Siz 60 darbesinde 70'de onun ötesinde her girişime destek verdiniz. Biz de TBMM'yi kurtuluş savaşına komuta etmiş, gazi olmuş, 15 Temmuz gecesi bir kez daha gazi olmuş yüce meclisi her zaman saygı ve titizlikle koruyacağımızı bir kez daha belirtmek isterim. Şimdi genel başkanlarının ima ettiği kumpası İçişleri Bakanımızın yaptığına sözü getirmiş. Aynen iade ediyoruz. Bizim tarihimizde kumpas yok. Diyorlar ki, 'bu bildirinin gece yarısı yayınlanmasının arkasında iktidar var ya da bildirinin içeriği değiştirmiş bunun arkasında iktidar var'...

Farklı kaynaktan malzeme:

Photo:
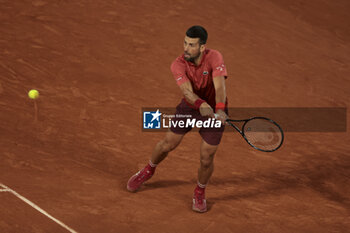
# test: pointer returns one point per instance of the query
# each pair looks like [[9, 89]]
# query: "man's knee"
[[170, 142], [207, 161]]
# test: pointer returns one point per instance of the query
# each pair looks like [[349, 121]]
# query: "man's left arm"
[[220, 97]]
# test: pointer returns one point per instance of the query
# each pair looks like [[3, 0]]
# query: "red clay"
[[96, 64]]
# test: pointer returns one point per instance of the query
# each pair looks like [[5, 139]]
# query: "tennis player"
[[200, 73]]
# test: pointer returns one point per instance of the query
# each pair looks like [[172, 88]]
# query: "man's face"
[[192, 48]]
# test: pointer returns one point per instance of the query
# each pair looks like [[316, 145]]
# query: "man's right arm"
[[192, 98], [179, 73]]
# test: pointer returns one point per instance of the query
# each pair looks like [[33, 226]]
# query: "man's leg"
[[205, 171], [206, 168], [169, 143]]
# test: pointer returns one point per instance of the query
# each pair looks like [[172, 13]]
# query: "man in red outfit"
[[200, 73]]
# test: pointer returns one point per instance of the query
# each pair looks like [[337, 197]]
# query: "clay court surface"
[[98, 63]]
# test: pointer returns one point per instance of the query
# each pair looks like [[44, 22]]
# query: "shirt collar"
[[202, 60]]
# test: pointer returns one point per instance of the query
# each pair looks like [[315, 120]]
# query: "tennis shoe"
[[199, 202]]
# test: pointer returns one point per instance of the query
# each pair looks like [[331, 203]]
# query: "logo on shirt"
[[151, 120], [221, 68]]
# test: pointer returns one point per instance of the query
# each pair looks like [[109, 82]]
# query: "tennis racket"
[[261, 133]]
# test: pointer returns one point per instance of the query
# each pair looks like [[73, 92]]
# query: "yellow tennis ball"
[[33, 94]]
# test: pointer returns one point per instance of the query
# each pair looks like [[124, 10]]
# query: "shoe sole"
[[198, 210], [129, 188]]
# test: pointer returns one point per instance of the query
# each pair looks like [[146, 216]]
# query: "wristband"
[[198, 103], [220, 106]]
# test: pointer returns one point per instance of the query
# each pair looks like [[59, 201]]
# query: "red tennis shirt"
[[201, 76]]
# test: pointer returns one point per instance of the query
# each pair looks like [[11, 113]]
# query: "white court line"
[[7, 189]]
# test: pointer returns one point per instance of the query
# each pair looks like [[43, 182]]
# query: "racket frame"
[[229, 121]]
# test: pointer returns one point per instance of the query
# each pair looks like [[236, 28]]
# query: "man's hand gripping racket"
[[261, 133]]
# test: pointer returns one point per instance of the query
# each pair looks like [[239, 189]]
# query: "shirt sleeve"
[[218, 65], [179, 72]]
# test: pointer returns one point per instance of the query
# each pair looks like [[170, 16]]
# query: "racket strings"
[[263, 134]]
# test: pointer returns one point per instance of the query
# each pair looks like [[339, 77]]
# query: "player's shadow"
[[163, 184]]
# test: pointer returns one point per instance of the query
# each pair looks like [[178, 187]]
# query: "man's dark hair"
[[198, 32]]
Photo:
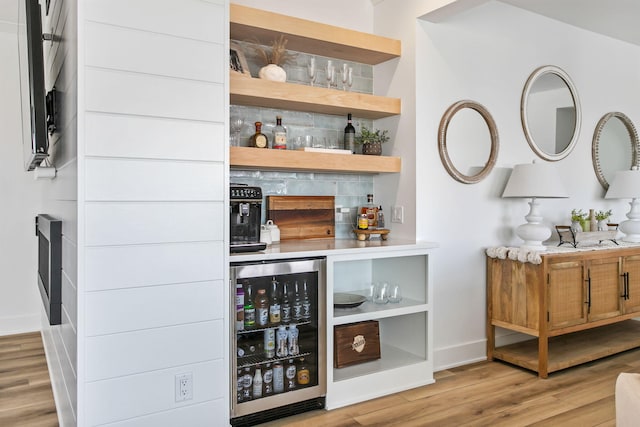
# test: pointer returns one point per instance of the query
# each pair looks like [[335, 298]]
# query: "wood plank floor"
[[26, 398], [491, 394], [482, 394]]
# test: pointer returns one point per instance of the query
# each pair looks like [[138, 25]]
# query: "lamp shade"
[[535, 180], [625, 185]]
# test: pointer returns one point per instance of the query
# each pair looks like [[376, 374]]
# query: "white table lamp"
[[626, 185], [534, 181]]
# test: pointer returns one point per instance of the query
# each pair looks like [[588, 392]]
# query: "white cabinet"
[[406, 330]]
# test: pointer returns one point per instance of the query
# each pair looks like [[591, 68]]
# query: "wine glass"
[[311, 69], [235, 125], [344, 75], [330, 73]]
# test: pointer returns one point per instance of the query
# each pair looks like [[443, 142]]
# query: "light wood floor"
[[26, 398], [492, 394], [482, 394]]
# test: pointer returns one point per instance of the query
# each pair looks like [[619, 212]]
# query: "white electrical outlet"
[[184, 387], [397, 214]]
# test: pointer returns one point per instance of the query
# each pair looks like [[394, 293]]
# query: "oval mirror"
[[614, 147], [468, 141], [550, 113]]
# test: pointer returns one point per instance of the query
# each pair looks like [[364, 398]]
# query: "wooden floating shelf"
[[293, 160], [296, 97], [575, 348], [311, 37]]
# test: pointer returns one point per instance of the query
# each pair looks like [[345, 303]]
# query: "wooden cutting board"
[[303, 217]]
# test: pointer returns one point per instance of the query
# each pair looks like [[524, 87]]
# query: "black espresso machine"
[[245, 218]]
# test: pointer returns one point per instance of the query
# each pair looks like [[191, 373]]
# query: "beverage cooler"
[[277, 340]]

Eğer siz bu ifadeler değiştirildi diyorsanız CHP'liler olarak, bunu imzalayan emekli amiraller bu kadar güçlü şekilde sahip çıkıyorsa o zaman kumpas için uzağa gitmeyeceksiniz. Bunu o emekli amiral ve generallere söyleyeceksiniz. Bildiri yayınlanmış, emekli amiral çıkın 'bunun altına imza atıyorum' diyor. Ona karşı buna karşı çıkanları kumpasla suçlayacaksınız. Demokratik tutumun arkasına başkalarını suçlayan yığınak yapmayacaksınız.
Biz bunu 27 Nisan muhtıra gecesinde de gördük. Tavır alan aldı, ismini demokratik yere yazdırdı, alamayan başka yere yazdırdı. Sözcü arkadaşımız Milli Savunma Bakanımızın sarıklı amiral meselesine olumlu baktığını söylüyor. TSK'da soruşturma süreci devam ediyor. TSK kendi soruşturmasını tamamlamasın mı? O görüntüyü hiçbir şekilde kabul etmiyoruz, meşru da kabul etmiyoruz arkadaşlar. O görüntünün yanlışlığına vurgu yapmakla kalsalardı yine yanlış bir şey yapmayacaklardı. Bu ikisini birbiriyle kavga ettirerek varmaya çalıştığınız yeri biliyoruz. Biz bu argümanları 1960'larda gördük, 'darbeye karşıyız, iktidarın da çok suçu var' diyerek darbeyi meşrulaştırmaya kalkışan bir argüman.
TSK'nın disiplini bizim için son derece önemlidir. Emekli amirallerin bildirisi konusundaki tavırlarını örtmek için 128 milyarı öne çıkarıyorlar. Kendi partilerin milletvekili onlara en güzel cevabı verdi."